During our initial discussion, the client faced multiple challenges while modernizing its enterprise data and analytics scenario on Azure. These challenges overall slowed the client’s data modernization efforts and constrained the business value derived from enterprise financial data.
Siloed legacy data platforms:
Core banking, payments, lending, and CRM systems were operating in isolation across on-prem environments. Teams had to stitch insights together manually, making it difficult to scale operations or get a single, enterprise-wide view of customers, risk, and performance.
Data latency and reporting inefficiencies:
With batch-driven pipelines running on fixed schedules, critical reports for risk, finance, and regulatory teams were always a step behind reality. Decision-makers were often working with yesterday’s numbers instead of real-time signals.

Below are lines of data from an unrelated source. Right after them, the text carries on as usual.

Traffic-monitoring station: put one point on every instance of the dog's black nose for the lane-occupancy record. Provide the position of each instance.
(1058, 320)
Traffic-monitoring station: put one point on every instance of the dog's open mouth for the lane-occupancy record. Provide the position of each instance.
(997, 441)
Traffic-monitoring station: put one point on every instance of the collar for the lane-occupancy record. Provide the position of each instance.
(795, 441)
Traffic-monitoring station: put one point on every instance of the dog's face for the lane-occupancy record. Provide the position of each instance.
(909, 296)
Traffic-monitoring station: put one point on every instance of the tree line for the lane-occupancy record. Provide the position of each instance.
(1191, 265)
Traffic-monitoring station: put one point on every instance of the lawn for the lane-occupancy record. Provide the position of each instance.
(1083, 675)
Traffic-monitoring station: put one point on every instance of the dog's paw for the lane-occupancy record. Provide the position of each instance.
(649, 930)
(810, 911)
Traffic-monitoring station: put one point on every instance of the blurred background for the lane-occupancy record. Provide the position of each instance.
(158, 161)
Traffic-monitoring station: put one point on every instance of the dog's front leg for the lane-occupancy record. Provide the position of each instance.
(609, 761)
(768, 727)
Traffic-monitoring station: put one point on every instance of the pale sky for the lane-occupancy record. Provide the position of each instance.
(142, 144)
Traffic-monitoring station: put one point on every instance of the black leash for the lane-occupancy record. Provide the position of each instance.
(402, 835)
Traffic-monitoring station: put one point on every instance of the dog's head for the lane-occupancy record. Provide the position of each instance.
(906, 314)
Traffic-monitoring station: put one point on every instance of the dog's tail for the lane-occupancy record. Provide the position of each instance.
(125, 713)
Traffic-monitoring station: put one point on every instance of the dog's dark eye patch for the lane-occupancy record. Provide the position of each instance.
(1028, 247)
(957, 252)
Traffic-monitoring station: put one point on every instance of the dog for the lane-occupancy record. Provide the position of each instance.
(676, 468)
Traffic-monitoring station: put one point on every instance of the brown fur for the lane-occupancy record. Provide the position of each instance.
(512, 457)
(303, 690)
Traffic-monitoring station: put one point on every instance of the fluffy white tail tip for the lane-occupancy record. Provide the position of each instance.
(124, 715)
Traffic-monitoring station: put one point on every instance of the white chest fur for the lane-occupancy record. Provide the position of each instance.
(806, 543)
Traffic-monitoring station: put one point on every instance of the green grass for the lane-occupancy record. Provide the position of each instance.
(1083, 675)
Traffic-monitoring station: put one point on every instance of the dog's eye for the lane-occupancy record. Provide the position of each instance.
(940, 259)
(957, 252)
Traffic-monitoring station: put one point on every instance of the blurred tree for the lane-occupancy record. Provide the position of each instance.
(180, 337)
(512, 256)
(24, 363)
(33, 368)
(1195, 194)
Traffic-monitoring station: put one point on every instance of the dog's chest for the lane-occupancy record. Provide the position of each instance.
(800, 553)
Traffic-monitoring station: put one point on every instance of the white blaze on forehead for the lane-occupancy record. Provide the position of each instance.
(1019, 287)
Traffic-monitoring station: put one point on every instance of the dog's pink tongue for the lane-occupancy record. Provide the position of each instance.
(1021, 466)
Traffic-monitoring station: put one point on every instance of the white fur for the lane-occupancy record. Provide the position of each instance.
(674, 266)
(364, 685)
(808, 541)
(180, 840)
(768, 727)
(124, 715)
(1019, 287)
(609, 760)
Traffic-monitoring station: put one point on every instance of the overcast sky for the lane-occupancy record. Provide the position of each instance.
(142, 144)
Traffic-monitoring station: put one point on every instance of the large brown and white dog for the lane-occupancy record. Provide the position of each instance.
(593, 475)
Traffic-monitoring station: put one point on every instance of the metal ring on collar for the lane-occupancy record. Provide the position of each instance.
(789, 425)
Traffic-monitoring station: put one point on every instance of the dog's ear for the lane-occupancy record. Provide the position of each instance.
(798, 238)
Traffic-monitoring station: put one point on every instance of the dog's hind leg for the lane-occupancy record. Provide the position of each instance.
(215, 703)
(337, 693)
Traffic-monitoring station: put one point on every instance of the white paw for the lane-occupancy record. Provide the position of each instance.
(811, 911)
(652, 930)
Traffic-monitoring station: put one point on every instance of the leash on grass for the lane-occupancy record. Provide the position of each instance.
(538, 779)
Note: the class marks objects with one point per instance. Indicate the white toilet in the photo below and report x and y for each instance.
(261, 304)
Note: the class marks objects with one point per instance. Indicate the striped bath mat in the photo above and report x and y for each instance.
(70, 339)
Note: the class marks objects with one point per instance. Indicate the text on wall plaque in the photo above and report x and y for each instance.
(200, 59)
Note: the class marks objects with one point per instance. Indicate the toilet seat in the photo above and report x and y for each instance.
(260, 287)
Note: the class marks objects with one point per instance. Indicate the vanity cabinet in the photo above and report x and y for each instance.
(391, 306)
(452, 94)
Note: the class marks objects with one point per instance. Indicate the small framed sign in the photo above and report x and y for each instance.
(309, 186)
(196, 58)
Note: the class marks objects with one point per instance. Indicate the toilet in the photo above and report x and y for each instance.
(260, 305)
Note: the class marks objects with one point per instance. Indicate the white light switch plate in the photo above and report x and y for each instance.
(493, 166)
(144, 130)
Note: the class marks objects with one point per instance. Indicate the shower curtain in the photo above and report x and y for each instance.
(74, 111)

Regulatory and governance complexity:
Stringent compliance mandates meant data had to be secure, traceable, and tightly controlled at every step. Ensuring clear lineage, auditability, and role-based access across highly sensitive financial datasets added significant operational overhead.
Limited analytics and future readiness:
The existing architecture wasn’t built for speed or scale. Near real-time analytics, self-service BI, and advanced use cases like predictive modeling or AI-driven insights remained out of reach, limiting the bank’s ability to modernize and innovate.
During early workshops and roadmap discussions, Azure data engineers at DataToBiz designed and delivered an end-to-end Azure package aligned with the client’s regulatory, analytics, and scalability requirements:
Azure-Native Data Architecture:
We brought everything together on a centralized Azure platform, creating a single, governed environment for enterprise financial data. Instead of scattered systems, the client now had one scalable foundation designed to grow with their needs.
Automated Data Pipelines:
Secure, metadata-driven pipelines were built to automatically ingest and transform data from core banking, payments, lending, and CRM systems. What once required heavy manual effort became streamlined, reliable, and repeatable.
Standardized Data Models:
We introduced curated and conformed data layers so risk, finance, compliance, and business teams could work from consistent definitions. No more conflicting KPIs or mismatched reports across departments.
Governance-by-Design:
Security and compliance were embedded from day one. Clear data lineage, audit logging, and role-based access controls ensured sensitive financial data remained protected while still accessible to the right stakeholders.
Analytics Enablement:
Optimized datasets and semantic layers were created to support self-service BI, operational dashboards, and regulatory reporting. Teams could move from requesting reports to exploring insights independently.
Operationalization & Reliability:
Monitoring, alerting, and performance optimization were implemented to keep the platform stable and predictable. The result was a system that didn’t just work, but worked consistently under defined SLAs.
The solution was implemented using a cloud-native, Azure-first architecture designed for security, scalability, and regulatory compliance:
Data Ingestion: Azure Data Factory and secure REST-based integrations were used to ingest data from core banking, payments, lending, and CRM systems, with support for scheduled and incremental loads.
Data Storage: Azure Data Lake Storage Gen2 served as the centralized enterprise data lake, with separation of raw, curated, and consumption-ready data layers.
Data Engineering & Processing: Azure Synapse Analytics and Spark-based processing were used for large-scale data transformations, data quality checks, and aggregation pipelines.
Metadata & Governance: Azure Purview was implemented to manage data cataloging, lineage, classification, and compliance reporting across sensitive financial datasets.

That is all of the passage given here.